Гравилёт «Цесаревич» (сборник) - стр. 55
Тогда я вернулся к себе.
– О, привет! Ты где?
– На работе.
– Уже вернулся?
– Еще вчера. В начале первого пробовал позвонить тебе с аэродрома, но никто не подошел.
– А, так это еще и ты звонил?
– Ты была дома?
– Да, валялась пластом. И как всегда, кто-то просто обрывал телефон, а встать – лучше сдохнуть. Очень трудный был день, металась везде, как савраска, – искала, не надо ли кому дров порубить.
– Прости, не понимаю.
– Работу искала, Саша, чего тут непонятного. Деньги нужны.
– Стася, – осторожно сказал я, – может быть, я все-таки мог бы…
– Кажется, мы уже говорили об этом, – сухо оборвала она. – Давай больше не будем.
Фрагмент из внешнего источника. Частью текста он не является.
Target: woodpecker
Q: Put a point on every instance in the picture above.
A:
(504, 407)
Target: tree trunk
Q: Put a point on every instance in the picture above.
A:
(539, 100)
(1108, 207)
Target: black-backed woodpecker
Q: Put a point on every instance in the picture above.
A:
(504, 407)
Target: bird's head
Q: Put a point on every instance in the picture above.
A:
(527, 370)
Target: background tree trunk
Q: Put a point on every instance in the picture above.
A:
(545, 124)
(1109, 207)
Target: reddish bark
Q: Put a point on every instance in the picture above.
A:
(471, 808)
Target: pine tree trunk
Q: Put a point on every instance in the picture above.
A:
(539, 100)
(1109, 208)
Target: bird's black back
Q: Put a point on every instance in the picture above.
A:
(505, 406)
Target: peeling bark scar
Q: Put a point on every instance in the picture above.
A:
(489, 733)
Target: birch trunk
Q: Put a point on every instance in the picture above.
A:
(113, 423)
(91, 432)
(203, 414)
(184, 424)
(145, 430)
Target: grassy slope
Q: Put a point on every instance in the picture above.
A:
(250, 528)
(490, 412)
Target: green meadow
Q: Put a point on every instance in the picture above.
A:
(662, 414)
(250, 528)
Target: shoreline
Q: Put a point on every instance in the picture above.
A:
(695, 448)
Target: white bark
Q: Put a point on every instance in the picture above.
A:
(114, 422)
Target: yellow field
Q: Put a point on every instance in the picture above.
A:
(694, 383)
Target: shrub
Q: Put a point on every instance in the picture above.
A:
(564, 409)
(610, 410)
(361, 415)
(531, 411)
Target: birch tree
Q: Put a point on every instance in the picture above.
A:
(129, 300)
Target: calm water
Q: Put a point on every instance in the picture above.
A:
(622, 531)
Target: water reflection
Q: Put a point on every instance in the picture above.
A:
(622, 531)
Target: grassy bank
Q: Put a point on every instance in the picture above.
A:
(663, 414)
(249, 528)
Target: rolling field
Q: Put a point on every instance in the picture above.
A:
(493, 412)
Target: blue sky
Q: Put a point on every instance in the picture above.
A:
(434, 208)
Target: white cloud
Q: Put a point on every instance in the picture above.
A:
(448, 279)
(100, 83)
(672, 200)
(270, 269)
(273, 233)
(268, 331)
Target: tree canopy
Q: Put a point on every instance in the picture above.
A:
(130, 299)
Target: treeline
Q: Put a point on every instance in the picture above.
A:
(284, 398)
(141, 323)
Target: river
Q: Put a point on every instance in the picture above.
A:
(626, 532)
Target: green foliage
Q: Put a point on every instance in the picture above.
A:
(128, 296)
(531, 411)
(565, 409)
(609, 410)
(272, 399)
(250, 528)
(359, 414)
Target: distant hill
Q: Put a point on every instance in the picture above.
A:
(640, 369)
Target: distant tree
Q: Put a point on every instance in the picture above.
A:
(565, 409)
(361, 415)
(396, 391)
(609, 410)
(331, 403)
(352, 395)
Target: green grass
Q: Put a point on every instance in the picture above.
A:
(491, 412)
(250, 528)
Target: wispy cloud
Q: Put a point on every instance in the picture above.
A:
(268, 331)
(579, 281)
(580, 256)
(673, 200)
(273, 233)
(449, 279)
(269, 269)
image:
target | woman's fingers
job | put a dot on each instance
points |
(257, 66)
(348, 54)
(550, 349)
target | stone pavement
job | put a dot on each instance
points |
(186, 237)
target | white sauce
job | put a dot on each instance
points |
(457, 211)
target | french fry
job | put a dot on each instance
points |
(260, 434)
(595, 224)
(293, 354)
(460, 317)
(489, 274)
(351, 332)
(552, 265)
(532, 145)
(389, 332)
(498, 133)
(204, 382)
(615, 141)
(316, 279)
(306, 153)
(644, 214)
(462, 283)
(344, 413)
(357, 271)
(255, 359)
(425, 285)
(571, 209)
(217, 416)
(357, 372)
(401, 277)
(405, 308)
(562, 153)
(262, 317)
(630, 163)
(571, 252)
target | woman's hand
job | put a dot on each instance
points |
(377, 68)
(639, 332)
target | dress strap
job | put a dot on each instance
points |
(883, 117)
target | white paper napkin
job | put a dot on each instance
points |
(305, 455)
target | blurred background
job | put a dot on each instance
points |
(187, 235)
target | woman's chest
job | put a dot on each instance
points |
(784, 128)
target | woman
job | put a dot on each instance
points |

Помощь купюрами она не принимала ни под каким видом. Даже, что называется, на хозяйство. Даже в долг; у других считала себя вправе одалживать, у меня – нет. Могла обмолвиться, что в доме есть буквально нечего, и тут же закатить мне царский обед или ужин; а сама, сидя напротив и поклевывая из своей тарелочки, сообщала между делом, что денег осталось на два дня, и если какое-нибудь «Новое слово», например, задержится с выплатой гонорара, то клади зубы на полку – и у меня кусок застревал в горле, хотя готовила она всегда сама, и всегда прекрасно. Однажды я попробовал молча запихнуть ей под бумагу на письменном столе двухсотенную денежку – поутру, уже на улице, обнаружил эту денежку в кармане пальто. Чуть со стыда не сгорел.
– Ну и как – нашлись дрова?
– Представь, да. Кажется, получу ставку младшего редактора в литературном отделе «Русского еврея». И что ценно – не надо каждый день в присутствие ходить. Забежал разок-другой в неделю, набрал текстов – и домой.
– А что случилось, Стасенька? Почему вдруг обострилась нужда?
– Настал момент такой. Подкопить для будущей жизни. Да неинтересно рассказывать, Саш.
И все. Намекнет на трудности – но нипочем не скажет, в чем они заключаются. Одно время, когда эта черта лишь начинала проступать в ней – в первые месяцы не было ничего подобного, – мне казалось, она нарочно. Потом понял, что иначе не может, в этом она вся. Сознавать то, что жизнь у нее не малина, я должен, конечно, но знать что-то конкретное мне ни к чему, ведь все равно я не могу помочь, а она и затруднять меня не хочет, она сама справится… Иногда мне чудилось, что я падаю с ледяной стены; цепляюсь, тужусь удержаться, в кровь ломая ногти, и не могу – скользят по полированной броне.
– Ты зайдешь сегодня?
– Я бы очень хотел.
– Когда?
– Хоть сейчас.
– Замечательно. Только, знаешь, у меня к тебе тогда просьба будет, извини. Тут у меня как снег на голову сыплется Януш Квятковский – помнишь, я рассказывала, редактор из Лодзи. Это не люди, а порождения крокодилов. Утром звонит и говорит, что вылетает. Тут у него дела дня на три в Фонде поддержки западнославянских литератур, так чем платить за гостиницу, он мне сообщает, что остановится у меня, и вот мы, старые друзья, наконец-то как следует повидаемся. В ноябре он был тут проездом, видел, что две комнаты… Вечером объявится, представляешь?